Since committing to a full-time role as a reliever, Hunter has been a reliable bullpen piece for teams over the past couple of seasons. In 2016 with the Cleveland Indians and the Baltimore Orioles, the righty compiled a 3.18 ERA (3.06 FIP) and a beautiful 49.5% GB%.
Over the past three seasons, Hunter has accompanied a GB% over 40% with a Soft% of at least 20%. When he converted to a relief man, Hunter gained about three to four more ticks of velocity. In 2014, he began to mix his sinker in more to the point where last season he used the pitch more than his four seamer. This pitch and his fastball were great ground ball pitches in 2016.
His sinker is an interesting pitch. And when I mean “interesting,” I mean puzzling. Hunter threw the pitch on average around 95 miles per hour in 2016, which is fantastic, but without much depth (7.22 vertical movement). The sinker generated 2449 rpm (the average is between 2122 and 2156 rpm) last season, third-highest among pitchers who threw at least 100 sinkers last year.

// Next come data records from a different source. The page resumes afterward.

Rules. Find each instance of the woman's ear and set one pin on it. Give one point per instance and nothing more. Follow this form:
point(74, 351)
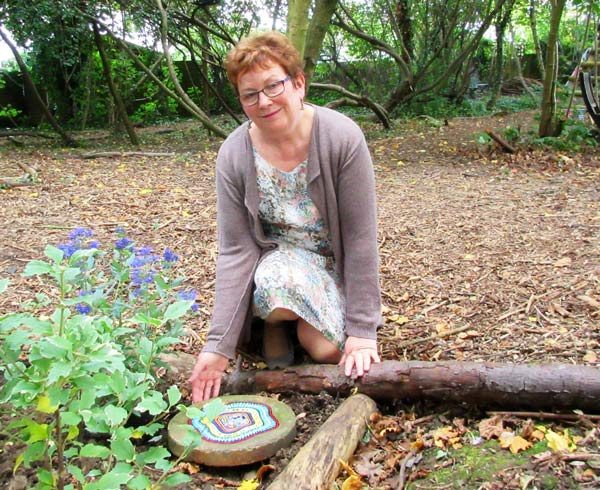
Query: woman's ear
point(300, 83)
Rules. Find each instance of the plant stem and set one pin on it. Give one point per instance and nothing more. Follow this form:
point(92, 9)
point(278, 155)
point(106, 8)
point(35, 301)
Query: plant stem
point(60, 484)
point(61, 286)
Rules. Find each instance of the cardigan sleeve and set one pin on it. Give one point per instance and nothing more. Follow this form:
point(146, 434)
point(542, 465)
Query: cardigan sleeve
point(238, 254)
point(357, 210)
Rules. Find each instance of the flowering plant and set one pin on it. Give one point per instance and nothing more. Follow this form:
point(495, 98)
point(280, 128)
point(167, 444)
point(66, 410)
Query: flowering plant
point(89, 365)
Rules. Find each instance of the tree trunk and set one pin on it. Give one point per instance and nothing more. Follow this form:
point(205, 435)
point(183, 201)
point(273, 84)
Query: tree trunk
point(297, 23)
point(200, 114)
point(402, 17)
point(351, 98)
point(317, 29)
point(498, 75)
point(67, 140)
point(518, 386)
point(120, 106)
point(536, 38)
point(550, 124)
point(317, 464)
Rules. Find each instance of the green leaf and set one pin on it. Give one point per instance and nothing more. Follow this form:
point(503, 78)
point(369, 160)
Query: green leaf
point(37, 432)
point(94, 451)
point(153, 455)
point(117, 383)
point(214, 408)
point(194, 412)
point(54, 254)
point(177, 309)
point(140, 482)
point(59, 370)
point(115, 415)
point(123, 449)
point(174, 395)
point(54, 347)
point(37, 267)
point(76, 472)
point(34, 452)
point(152, 403)
point(44, 405)
point(70, 418)
point(46, 478)
point(176, 479)
point(116, 478)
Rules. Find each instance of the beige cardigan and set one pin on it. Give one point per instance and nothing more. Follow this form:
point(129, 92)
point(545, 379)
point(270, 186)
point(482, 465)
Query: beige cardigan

Generally, you want below-average spin on a sinker because lower spin is better for inducing ground balls and weaker contact. At the same time, higher spin rates on sinkers are good for whiffs. What is weird about Hunter’s sinker is that it is the reverse; it has a higher spin rate, but produces a below-average whiff rate (8.57 Whiff/Swing) and an above-average ground ball rate.
Regardless, the pitch gets the jobs done.
As for the rest of his repertoire, Hunter also features a hard cutter that tops out at around 92 mph. He bumped up the cutter usage this season and threw his curveball less, which was a smart decision. Hunter’s curve offers little drop and relatively average spin. Whereas his cutter has good movement, one of the major’s highest spin rates at 2491 rpm and chalks up superb whiff and ground ball rates.
Hunter usually threw his cutter to lefties last year. He typically has struggled against lefties with a career .352 wOBA against them, but improved against southpaws in 2016 with a .305 wOBA. He will figure to see more time against same-handed hitters with the Rays, but I wouldn’t discount his progress against left-handed batters.
Steamer projects Hunter to pitch to a 3.90 ERA (4.06 FIP and 4.26 xFIP) this season. He doesn’t have much experience in high leverage situations, but Hunter has great ground ball and strikeout abilities and should be a trustworthy mid-relief piece for the pen in 2017, as he was for two different playoff teams last season.